Prep time: 15 minutes

Bake time: 50 – 60 min

Makes one 8x8 loaf

 

Cake:

½ C butter

1C white sugar

2 eggs

1 ½ C flour

½ tsp salt

1 tsp baking powder

½ C milk

2 tbsp lemon juice + the zest of 1 lemon

 

Simple syrup:

¼ C white sugar

¼ C lemon juice

 

Glaze:

1 C powdered sugar

2 tbsp lemon juice

 

For the lemon loaf:

1.     Preheat your oven to 350F

2.     Line a 8x8 loaf pan with foil. Grease the inside with butter and then flour. Shake the flour around the pan until it coats all of the sides. This prevents the loaf from sticking to the foil. Dump out any excess flour.

3.     In a separate bowl combine flour, salt and baking powder and set aside.

4.     Cream butter and sugar in a mixer (or hand beater) on high until well combined. It should look a bit like a cloud.

5.     Next, add in the eggs one at a time and beat on medium until it is nice and fluffy. 

6.     While the mixer is on low, add in the dry ingredients and lemon zest until just combined- you don’t want to overbeat it.

7.     Next add in the lemon juice and beat until just combined, and then the milk. 

8.     Pour the batter into a prepared 8x8 loaf pan, and bake for 50-60 min. While it’s baking make the simple syrup.
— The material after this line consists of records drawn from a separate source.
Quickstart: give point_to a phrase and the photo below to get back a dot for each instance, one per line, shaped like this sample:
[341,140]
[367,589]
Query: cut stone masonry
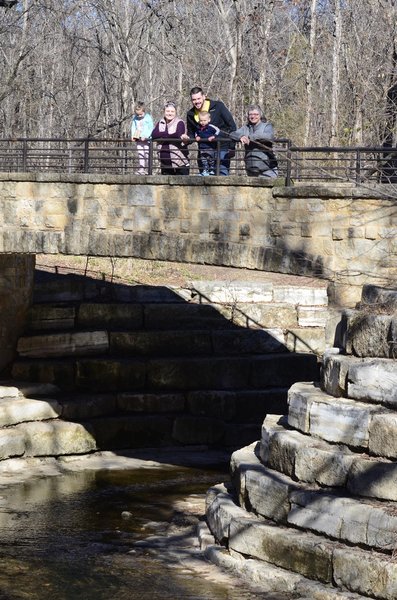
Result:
[317,494]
The loaf is done when it is golden brown on top and a cake tester comes out clean when you poke it through the center. Don’t remove it from the loaf pan just yet.

 

For the syrup:

1.     Put the sugar and lemon juice in a small saucepan and turn on the heat to medium

2.     Stir constantly while the syrup comes to a boil. Once all the sugar is melted remove from heat.
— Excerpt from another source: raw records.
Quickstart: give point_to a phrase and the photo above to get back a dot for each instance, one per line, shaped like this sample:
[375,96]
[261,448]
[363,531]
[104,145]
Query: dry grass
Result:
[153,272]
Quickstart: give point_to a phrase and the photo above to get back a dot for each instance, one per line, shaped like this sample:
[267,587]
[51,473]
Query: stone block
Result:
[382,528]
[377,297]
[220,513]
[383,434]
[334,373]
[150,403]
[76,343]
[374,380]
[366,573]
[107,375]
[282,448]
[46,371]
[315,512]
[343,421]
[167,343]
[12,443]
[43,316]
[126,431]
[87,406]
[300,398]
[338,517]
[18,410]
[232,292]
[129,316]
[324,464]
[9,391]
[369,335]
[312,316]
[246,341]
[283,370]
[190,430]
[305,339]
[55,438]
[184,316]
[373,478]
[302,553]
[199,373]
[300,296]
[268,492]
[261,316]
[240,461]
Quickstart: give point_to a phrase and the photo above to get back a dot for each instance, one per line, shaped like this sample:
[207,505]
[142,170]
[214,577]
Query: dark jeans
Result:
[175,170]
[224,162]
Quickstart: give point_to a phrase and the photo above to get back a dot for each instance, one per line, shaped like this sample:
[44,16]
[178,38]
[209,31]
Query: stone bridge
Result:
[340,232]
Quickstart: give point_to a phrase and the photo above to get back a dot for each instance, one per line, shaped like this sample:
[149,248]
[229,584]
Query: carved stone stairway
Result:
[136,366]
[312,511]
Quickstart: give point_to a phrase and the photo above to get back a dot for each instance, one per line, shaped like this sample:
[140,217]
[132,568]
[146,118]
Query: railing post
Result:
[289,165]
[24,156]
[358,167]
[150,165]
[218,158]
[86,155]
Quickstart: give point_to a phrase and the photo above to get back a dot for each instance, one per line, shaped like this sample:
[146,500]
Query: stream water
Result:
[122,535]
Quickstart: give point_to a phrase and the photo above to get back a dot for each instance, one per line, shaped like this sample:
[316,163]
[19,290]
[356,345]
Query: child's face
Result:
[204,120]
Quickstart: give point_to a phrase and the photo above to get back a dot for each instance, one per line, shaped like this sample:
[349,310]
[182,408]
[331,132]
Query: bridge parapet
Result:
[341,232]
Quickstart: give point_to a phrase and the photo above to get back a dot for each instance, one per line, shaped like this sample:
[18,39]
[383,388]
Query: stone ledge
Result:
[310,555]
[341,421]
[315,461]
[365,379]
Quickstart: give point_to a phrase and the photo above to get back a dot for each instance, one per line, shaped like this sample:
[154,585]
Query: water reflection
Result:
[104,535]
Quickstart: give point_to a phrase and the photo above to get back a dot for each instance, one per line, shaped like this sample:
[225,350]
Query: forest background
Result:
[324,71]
3.     When the loaf is hot out of the oven, poke holes throughout the top with a skewer (the more holes the better it will absorb)

4.     Pour the simple syrup over the top of the loaf, it should soak in right away.

5.     Let the lemon loaf cool 5-10 min in the pan before removing it onto a wire rack. Let it cool entirely

 

For the Glaze:

1.     Combine powdered sugar and lemon juice in a large bowl. Whisk to combine, it should be nice and smooth

2.     Pour the glaze over the cooled lemon loaf. I would recommend putting a lipped tray below the loaf to catch any excess glaze. You can scoop up any pools of glaze and pour it over the top of the loaf again to make a second layer.

3.     Let the glaze set 1-2 hours before slicing. Enjoy with a cup of tea or coffee for a delicious teatime snack or dessert.